"In your work?" she asked in genuine surprise.
"Yes, in my work, why not? Wouldn't it interest you to help me in the laboratory, sometimes? I'm rather keen on certain experiments, you know, Joan, and if you'll only come, we could work together. Oh, it would all be so utterly splendid! Just what I planned for us years ago. Don't you think you can marry me, Joan?"
She laid a firm hand on his shoulder. "Listen," she said gently, "while I try to make you understand. The woman you're thinking of is not Joan Ogden at all; she's a purely fictitious person, conceived in your own brain. Joan Ogden is forty-three, and old for her age; she's old in body, her skin is old, and she'll soon be white-haired. Her mind has been shrivelling away for years; it's not able to grasp big things as it was once; it's grown small and petty and easily tired. Give it a piece of serious work and it flags immediately, there's no spring left in it.
"Her body's a mass of small ailments; real or imaginary, they count just the same. She goes to bed feeling tired out and gets up feeling more tired, so that every little futile thing is enough to make her irritable. She exaggerates small worries and makes mountains out of molehills. Her nerves are unreliable and she dwells too much on her health. If she remembers what she used to be like, she tries to forget it, because she's afraid; long ago she was a coward and she's remained one to this day, only now she's a tamer coward and gives in without a struggle.

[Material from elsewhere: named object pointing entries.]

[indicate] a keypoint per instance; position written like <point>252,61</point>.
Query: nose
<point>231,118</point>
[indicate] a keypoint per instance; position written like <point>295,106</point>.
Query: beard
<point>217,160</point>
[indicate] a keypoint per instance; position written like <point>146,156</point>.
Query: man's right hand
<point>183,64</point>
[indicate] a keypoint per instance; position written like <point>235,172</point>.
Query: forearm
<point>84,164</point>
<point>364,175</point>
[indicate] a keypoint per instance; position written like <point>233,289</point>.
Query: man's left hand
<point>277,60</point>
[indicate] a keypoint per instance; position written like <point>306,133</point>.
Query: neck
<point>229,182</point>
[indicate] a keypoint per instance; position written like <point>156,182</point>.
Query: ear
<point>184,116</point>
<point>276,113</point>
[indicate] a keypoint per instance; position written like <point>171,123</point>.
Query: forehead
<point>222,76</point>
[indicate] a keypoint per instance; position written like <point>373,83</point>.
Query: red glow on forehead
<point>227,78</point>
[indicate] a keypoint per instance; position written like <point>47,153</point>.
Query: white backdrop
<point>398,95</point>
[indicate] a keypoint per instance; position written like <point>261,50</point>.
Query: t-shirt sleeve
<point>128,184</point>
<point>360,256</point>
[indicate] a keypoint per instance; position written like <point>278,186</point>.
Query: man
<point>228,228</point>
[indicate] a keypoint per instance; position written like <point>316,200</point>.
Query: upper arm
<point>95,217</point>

"It's different with you, Richard, you've got a right to marry. You want to marry, because you're successful and because at your age a man settles down. But haven't you thought that you probably want children, a son? Do you think the woman I've described would be a desirable mother, even if she could have a child at all? Would you choose to make posterity through an old, unhealthy body; to give children to the world by a woman who is utterly unfit to bear them, who never has loved you and never could?"
He covered his face with his hands. "Don't, I can't bear it, Joan!"
"But it's the truth and you know it," she went on quietly. "I'm past your saving, Richard; there's nothing left to save."
"Oh, Joan!" he said desperately. "It can't be as bad as that! Give me a chance; if anyone can save you, I can."
She turned her face away from him. "No!" she said. "Only one creature could ever have saved me and I let her go while I was still young."
"Do you mean Elizabeth?" he asked sharply.